The lesson here, i think, is about opsec, and knowing the bounds of the tools we're employing for whatever our goals are.

@r3dr3clus3 @skinnylatte If you don't have the data, you can be ordered to give it up by whomever, and you can't. Proton mail claims privacy, but it in fact saves enough data to identify a single individual.

The headline is not biased. Proton claims things they actually can't uphold. This is not the fault of the customer. Stop blaming the victim.

@Pyrogenesis

If you pay by credit card they, by definition, have the data and can be compelled to give it up. Just like any company will be. The headline is sensational FUD.

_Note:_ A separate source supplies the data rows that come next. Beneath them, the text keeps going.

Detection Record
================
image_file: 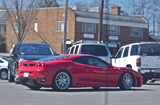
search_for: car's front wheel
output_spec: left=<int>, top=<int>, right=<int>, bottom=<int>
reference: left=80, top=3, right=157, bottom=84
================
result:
left=119, top=72, right=134, bottom=90
left=52, top=71, right=71, bottom=90
left=8, top=69, right=14, bottom=82
left=0, top=70, right=8, bottom=80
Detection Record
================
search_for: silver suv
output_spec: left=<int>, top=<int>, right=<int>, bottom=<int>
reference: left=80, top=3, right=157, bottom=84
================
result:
left=67, top=40, right=111, bottom=63
left=112, top=42, right=160, bottom=84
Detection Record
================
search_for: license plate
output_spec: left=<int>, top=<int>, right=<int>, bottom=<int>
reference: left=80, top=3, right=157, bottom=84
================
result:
left=23, top=72, right=29, bottom=77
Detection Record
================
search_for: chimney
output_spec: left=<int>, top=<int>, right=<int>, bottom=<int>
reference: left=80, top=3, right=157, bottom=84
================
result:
left=111, top=6, right=121, bottom=15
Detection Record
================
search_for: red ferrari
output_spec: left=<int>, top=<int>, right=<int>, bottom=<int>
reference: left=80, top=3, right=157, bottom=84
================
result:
left=18, top=54, right=142, bottom=90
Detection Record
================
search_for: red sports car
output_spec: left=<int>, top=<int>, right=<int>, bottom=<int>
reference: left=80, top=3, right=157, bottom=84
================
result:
left=18, top=54, right=142, bottom=90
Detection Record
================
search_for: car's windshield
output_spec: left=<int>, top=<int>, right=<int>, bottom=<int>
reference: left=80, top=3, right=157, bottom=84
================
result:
left=36, top=55, right=70, bottom=62
left=20, top=44, right=53, bottom=55
left=140, top=44, right=160, bottom=56
left=1, top=56, right=9, bottom=61
left=81, top=45, right=108, bottom=56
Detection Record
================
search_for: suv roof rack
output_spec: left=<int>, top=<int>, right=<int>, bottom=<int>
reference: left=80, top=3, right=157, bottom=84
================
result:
left=130, top=41, right=160, bottom=44
left=73, top=40, right=102, bottom=45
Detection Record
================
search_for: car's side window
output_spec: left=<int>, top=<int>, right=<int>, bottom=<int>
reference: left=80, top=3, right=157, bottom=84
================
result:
left=115, top=48, right=123, bottom=58
left=70, top=47, right=74, bottom=54
left=73, top=57, right=88, bottom=64
left=131, top=45, right=138, bottom=55
left=66, top=48, right=71, bottom=54
left=123, top=47, right=129, bottom=57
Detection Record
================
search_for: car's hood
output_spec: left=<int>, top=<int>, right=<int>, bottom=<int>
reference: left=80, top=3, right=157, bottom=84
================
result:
left=19, top=55, right=53, bottom=60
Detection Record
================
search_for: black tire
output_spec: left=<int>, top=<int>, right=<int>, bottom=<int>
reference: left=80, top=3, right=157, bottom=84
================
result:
left=119, top=72, right=134, bottom=90
left=8, top=70, right=14, bottom=82
left=92, top=87, right=100, bottom=90
left=14, top=69, right=19, bottom=84
left=0, top=70, right=8, bottom=80
left=27, top=85, right=41, bottom=90
left=52, top=71, right=71, bottom=91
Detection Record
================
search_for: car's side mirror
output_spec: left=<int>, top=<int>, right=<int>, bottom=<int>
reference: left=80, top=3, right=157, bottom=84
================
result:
left=108, top=63, right=113, bottom=68
left=10, top=53, right=18, bottom=57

I don't use Proton, but the misinformation flying around about this now will lead people to very simplistic "Proton bad! No use Proton!" instead of "I want to be anonymous, so I need to rethink my opsec in ways that avoid obviously traceable things like credit cards."

This is the problem. People need to learn the difference between security, privacy, anonymity and secrecy and where those things overlap and how to balance them against living as a hermit in a cave somewhere. Simplistic "Proton(etc.) bad! No use Proton(etc.)" hijack what needs to be a calm, fact-based discussion.

@Mikal Good points. So there's a danger of people misunderstanding what proton or whomever promises, and which may mislead people in expecting something that was never on the cards to begin with.